On Tue, Dec 22, 2020, at 9:14 AM, Jeremy Stanley wrote:
On 2020-12-22 11:33:28 -0300 (-0300), Sorin Sbarnea wrote:
Could we find a way to extend the ability to alter queue to a select group of non-zuul admins?
I personally find the need to ping zuul admins about queue alteration problematic for at least two reasons:
- increases load of zuul-admins, which likely have other more pressing (or interesting) issues to deal with - it depends directly on the availability of zuul admins, which is not really a 24x7 service, not even a 24x5.
If we would have a token that allow some of us to use the new zuul client to put some patches on top of the queue, we could likely avoid having to depend on other humans for unblocking some pipelines.
As these operations would be very easy to track, I doubt this would be abused.
Currently that is achievable only by admins with something like:
zuul promote --tenant openstack --pipeline gate --changes 123,1
We quite often also precede it with `zuul enqueue ...` to put the change into the gate pipeline, either because the changes in question have preexisting Verified -1/-2 due to unrelated failures, or no Verified vote because it hasn't completed check pipeline jobs.
What if we can also have some power users? aka queue owners/stewards? How hard it would be?
Currently we access the scheduler's RPC socket via sudo locally on the server (the CLI utility writes to a named pipe owned by the zuuld user). An alternative would be to set up authentication for the REST API, which the client supports but we haven't used in OpenDev yet.
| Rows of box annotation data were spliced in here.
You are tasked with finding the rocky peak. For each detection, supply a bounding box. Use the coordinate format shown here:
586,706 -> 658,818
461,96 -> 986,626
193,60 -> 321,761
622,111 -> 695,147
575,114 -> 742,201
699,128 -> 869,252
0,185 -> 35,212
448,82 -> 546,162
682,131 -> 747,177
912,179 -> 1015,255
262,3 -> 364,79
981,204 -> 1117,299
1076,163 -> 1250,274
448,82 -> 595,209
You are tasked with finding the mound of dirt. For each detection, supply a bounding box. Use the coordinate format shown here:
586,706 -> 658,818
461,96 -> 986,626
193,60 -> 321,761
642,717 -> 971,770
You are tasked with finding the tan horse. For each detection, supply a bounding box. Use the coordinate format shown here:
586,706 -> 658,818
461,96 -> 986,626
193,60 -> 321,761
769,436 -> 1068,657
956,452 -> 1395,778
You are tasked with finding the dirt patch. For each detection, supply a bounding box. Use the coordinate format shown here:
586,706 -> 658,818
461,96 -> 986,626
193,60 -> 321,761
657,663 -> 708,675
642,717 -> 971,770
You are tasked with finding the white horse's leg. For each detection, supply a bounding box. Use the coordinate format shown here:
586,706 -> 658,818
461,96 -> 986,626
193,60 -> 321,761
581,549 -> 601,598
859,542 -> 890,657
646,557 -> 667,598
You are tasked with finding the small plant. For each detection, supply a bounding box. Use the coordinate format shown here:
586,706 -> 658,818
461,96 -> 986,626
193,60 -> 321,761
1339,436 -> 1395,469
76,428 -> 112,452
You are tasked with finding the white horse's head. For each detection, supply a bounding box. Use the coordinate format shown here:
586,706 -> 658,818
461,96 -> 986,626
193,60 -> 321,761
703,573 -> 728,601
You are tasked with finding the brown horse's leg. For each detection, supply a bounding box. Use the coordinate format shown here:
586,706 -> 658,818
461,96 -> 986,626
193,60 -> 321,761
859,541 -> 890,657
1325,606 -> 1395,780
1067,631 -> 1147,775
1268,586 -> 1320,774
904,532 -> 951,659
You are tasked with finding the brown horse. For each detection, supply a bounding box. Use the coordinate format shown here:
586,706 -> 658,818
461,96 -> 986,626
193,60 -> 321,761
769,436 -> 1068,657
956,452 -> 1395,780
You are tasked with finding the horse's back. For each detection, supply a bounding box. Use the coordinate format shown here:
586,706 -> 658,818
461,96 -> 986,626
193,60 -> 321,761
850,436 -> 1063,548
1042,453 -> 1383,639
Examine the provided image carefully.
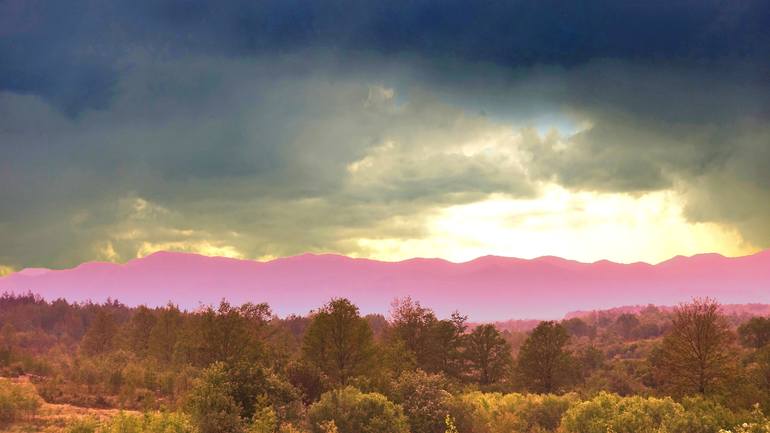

Worth noting that the only scoping available to us in the current authenticate setup for Zuul is tenant scoping. This means any tokens issued to allow promote for tripleo would allow it for all openstack tenant projects. The token would also be able to perform autohold, enqueue/enqueue-ref, and dequeue/dequeue-ref in addition to promote. I don't think these permissions are currently fine grained enough to work in our current tenant setup. https://zuul-ci.org/docs/zuul/discussion/tenant-scoped-rest-api.html
However, I question whether it's worthwhile spending time engineering a two-tiered administrative solution for our scheduler. This comes up once or maybe twice a month, takes only a minute, and never really has immediate urgency (except for security fixes which are generally scheduled and coordinated with someone well in advance), so it's not a particular burden on the current sysadmin team and there's generally someone around within 24 hours or less to process a request of that nature. As previously discussed, if it were particularly urgent, there are other remedies available to core review teams already.
It is worth remembering that Zuul's original (and arguably primary) method of receiving instruction is via the code review systems it listens to. Zuul supports the reorganization of queues via code review system state changes as a result. They are clunky and expensive, but that reflects the cost on both sides of a promotion. Dumping all existing job states and test nodes on the zuul and nodepool side in order to create a new queue state is an expensive operation for Zuul too. I don't think it is necessarily a bug to bubble that pain up to the users. Promotions should be done infrequently when necessary to avoid this resource thrashing. Ideally, projects would instead prioritize work on the review side and ensure that things are only approved when they are expected to pass gating and merge.
-- Jeremy Stanley